Archive for August 2011

Systemic Escape & Negotiation

August 28, 2011

I had an interesting exchange with Michael Turner, a free-lance software developer, author, and social entrepreneur living in Tokyo. I mentioned that our current world financial systems are strange beasts, people can go from wealthy and poor, and vice versa, from one moment to the next, even though our resources and skills and dedication haven’t changed one bit. I mused that there’s got to be a better way. His response was the following:

I’m sure there is one. Maybe more than one. It’s the old problem of systemic escape, though. You can see it everywhere. Take Keynes’ ICU (“bancor”) concept. Lots of good features.

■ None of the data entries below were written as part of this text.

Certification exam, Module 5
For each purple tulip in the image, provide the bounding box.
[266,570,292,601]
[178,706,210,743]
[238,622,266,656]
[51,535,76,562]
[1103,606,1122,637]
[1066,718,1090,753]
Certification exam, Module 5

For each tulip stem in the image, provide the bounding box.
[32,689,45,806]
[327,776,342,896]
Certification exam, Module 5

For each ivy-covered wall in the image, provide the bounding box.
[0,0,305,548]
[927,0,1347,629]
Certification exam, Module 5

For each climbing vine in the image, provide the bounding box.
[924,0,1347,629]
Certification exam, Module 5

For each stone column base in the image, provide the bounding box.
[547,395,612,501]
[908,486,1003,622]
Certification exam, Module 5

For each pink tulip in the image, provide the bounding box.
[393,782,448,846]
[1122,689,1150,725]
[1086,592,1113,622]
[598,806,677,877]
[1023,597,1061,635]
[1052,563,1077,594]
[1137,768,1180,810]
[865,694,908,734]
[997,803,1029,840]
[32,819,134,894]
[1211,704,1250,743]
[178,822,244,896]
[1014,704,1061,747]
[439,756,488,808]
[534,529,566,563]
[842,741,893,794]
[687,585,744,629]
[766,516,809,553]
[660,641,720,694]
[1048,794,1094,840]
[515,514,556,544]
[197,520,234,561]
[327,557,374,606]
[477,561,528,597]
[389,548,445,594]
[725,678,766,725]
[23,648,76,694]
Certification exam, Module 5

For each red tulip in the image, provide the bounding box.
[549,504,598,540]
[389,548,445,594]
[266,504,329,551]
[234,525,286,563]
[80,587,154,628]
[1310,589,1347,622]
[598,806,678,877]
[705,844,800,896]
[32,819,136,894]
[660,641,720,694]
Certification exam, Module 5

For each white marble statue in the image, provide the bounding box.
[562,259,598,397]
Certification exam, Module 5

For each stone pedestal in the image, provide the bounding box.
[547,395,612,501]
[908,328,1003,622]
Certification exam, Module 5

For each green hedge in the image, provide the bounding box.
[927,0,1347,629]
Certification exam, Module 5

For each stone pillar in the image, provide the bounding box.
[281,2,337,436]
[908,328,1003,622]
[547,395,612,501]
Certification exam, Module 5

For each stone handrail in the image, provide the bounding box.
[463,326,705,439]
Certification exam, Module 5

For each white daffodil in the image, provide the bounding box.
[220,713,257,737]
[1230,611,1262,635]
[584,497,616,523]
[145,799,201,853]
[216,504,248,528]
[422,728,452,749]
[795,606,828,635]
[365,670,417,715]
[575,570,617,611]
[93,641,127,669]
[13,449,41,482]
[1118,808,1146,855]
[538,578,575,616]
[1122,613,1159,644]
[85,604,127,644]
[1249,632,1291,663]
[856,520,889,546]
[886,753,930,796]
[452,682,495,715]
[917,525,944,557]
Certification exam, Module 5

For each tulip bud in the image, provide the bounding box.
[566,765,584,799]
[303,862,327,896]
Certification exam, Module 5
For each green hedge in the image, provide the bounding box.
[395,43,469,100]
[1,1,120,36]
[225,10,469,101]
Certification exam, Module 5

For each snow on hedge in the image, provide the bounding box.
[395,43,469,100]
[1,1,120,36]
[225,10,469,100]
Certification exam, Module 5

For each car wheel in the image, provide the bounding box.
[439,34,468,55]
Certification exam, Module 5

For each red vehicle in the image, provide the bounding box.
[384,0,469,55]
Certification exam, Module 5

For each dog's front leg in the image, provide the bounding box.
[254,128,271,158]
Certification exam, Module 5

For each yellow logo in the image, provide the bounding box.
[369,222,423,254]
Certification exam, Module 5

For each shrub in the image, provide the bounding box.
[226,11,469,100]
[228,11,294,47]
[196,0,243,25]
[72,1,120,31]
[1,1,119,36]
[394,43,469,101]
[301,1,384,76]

Nothing obviously wrong with it. But … at the time, it apparently (and perhaps only temporarily) disadvantaged the “last man standing” after WW II: the U.S.
http://www.guardian.co.uk/commentisfree/2008/nov/18/lord-keynes-international-monetary-fund

“Systemic escape” is probably the most challenging problem in enabling social change: every system, no matter how destructive, generally accretes vested interests that individually resist change even if it eventually will be better for all of them. It’s not enough to have a better end point, you also have to have a way of transitioning there that everyone can live with, step-by-step (unless change occurs because of crisis, economic breakdown or revolution or war). I have found this to be a discouraging truth, but I have taken heart from a conversation I had several months ago with Lawrence Susskind, an MIT/Harvard professor who specializes in facilitating big high-stakes negotiations like the climate change talks, Arab-Israeli peace talks, and so on. He said that the reason these system change negotiations are so log-jammed is *not* because of inherently opposed nature of the participant’s interests, it’s because of dysfunctions in the negotiation processes they use. We may have more systemic escape opportunities than we realize, if only we could improve the way people negotiate their way through the escape hatches. This insight has provided inspiration and direction for my own work on supporting collaborative decision-making.